Study Plan Prior to Law School
Whether you are pursuing a law degree in Michigan or any other state, U. S. students must earn a Juris Doctor degree or J. D. from an accredited school. First, an undergraduate student receives a bachelor’s degree from an accredited institution and registers for the Law School Admissions Test or LSAT. Many schools also call LSAT the Legal Studies Aptitude Test. Regardless of the name, the LSAT scores determine your eligibility for the best law schools in Michigan.
Law schools evaluate scores between 120 and 180 to decide enrollment. Usually, an average score of 150 is an adequate measure of capability for law school. In Michigan, besides earning an undergraduate degree, you also must be at least 18 years old, possess good moral character, be fit to practice law, apply for the bar examination, pay fees and pass the bar examination. The Bar Exam consists of 200 multiple choice questions from the Multistate Bar Exam or MBE of the National Conference of Bar Examiners.
Before entering the best law schools in Michigan, plan your course of study with a school counselor or admissions staff member. Unlike other professions where specific schools require prerequisites to continue in the program, you can determine your undergraduate education plan.
While you still need to earn a bachelor’s degree from an accredited school, look into courses that focus on introductory law, criminal justice, political science, government, mathematics and economics. Of course, subjects like American history, world history, urban development, communications, international studies and sociology are excellent courses to add to your education plan too.

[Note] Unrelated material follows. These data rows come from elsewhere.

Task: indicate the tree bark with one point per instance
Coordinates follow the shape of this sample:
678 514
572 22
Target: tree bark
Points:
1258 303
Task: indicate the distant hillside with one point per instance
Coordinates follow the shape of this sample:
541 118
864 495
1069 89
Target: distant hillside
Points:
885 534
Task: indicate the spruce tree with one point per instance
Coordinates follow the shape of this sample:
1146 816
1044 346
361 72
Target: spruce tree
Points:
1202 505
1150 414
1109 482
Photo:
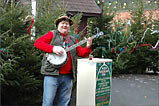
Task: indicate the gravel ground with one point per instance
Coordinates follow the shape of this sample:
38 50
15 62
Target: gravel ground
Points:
132 90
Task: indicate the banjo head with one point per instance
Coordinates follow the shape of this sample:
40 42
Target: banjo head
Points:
57 60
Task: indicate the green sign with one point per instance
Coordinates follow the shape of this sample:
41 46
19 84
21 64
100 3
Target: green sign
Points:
103 83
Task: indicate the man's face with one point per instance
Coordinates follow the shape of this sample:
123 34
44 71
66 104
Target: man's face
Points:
63 27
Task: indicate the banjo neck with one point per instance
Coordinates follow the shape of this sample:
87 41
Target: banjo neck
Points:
82 42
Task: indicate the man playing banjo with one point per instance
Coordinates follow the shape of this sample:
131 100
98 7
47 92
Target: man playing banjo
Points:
58 75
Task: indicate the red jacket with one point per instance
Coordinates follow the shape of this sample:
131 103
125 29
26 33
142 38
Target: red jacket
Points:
42 44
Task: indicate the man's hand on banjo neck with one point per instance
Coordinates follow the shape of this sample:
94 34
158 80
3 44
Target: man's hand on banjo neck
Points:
57 50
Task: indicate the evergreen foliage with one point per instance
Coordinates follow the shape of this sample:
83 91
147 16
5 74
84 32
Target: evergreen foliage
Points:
121 39
21 82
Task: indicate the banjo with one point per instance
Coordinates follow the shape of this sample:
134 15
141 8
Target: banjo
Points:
59 60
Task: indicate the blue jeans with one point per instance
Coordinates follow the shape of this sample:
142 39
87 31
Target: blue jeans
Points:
62 85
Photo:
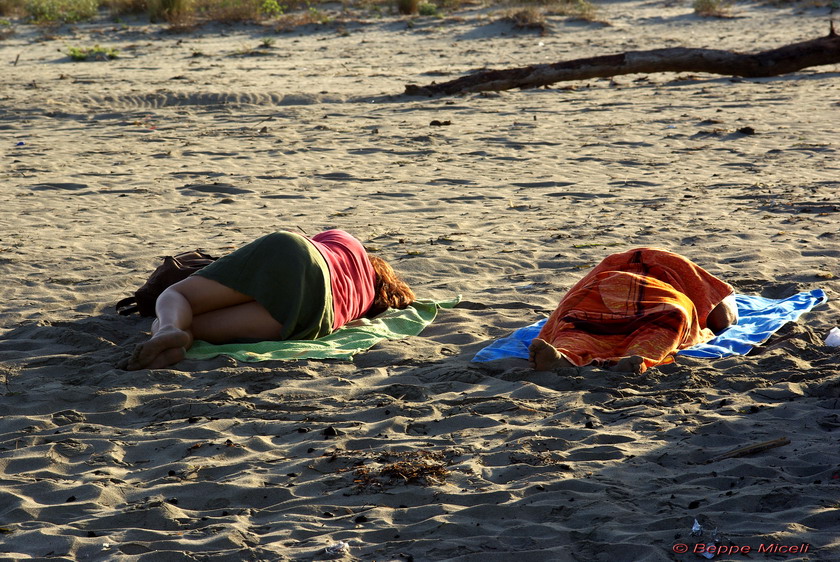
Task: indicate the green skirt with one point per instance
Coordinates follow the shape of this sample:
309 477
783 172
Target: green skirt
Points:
286 274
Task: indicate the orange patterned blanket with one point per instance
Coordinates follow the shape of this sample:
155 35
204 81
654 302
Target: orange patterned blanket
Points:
644 302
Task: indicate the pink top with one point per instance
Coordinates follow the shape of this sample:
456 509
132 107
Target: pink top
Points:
352 277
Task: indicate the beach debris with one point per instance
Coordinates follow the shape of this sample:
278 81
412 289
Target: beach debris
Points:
783 60
751 449
710 547
414 467
833 337
696 529
337 549
332 432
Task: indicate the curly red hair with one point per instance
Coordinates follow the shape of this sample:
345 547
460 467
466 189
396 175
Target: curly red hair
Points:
389 290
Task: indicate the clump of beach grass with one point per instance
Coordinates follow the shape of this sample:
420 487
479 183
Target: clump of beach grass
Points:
712 8
61 11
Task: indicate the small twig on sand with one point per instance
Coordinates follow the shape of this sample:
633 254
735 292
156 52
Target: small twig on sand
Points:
751 449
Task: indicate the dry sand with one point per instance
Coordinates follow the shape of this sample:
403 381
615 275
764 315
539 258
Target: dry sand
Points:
411 452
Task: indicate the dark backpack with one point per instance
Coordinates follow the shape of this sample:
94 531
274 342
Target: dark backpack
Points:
173 269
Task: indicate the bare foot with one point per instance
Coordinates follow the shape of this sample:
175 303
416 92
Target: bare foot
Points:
632 364
543 357
165 348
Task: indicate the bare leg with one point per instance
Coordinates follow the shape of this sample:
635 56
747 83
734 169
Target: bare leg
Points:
544 357
199 307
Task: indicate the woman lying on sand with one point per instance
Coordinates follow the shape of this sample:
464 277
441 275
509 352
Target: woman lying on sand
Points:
281 286
634 311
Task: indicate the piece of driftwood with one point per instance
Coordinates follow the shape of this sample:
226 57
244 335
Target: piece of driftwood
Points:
751 449
790 58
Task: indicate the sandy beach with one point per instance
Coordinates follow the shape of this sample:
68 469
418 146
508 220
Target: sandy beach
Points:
212 137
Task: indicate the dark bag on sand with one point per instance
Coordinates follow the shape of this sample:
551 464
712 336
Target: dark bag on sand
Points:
173 269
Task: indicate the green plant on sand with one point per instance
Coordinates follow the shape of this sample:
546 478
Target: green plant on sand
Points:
91 53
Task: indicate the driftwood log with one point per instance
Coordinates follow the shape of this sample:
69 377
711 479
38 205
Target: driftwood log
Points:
790 58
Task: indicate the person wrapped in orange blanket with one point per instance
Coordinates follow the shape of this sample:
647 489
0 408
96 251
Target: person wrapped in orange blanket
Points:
633 311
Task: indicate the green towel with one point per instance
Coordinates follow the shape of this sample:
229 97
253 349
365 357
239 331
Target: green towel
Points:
358 335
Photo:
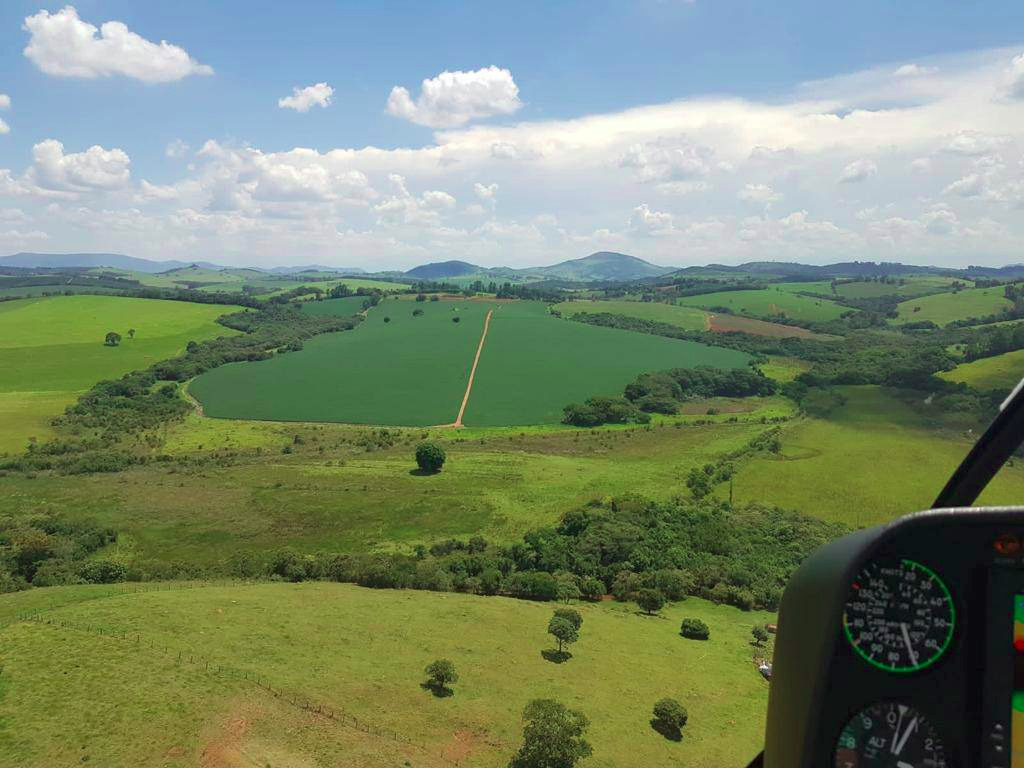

Helpful Degrees for Law School
Since you need 60 semester hours or 90 quarter hours to earn an undergraduate degree, certain degrees help pre-law students enter the preferred law schools. For example, law schools admitted more than 60 percent of students with degrees in political science, criminal justice, psychology, English, history, arts and humanities, economics, philosophy and sociology.
Other degrees that may be helpful for admission to law school are philosophy, classics and engineering. Law schools look for students with challenging academic repertoires but not necessarily a pre-law degree.
While attending pre-law schools in Michigan may be your plan of study, consider the admission process. Do the law schools prefer students with law knowledge before entering the program or academic success? Determine whether you want to challenge yourself before deciding on a career in law to ensure a positive experience in law school.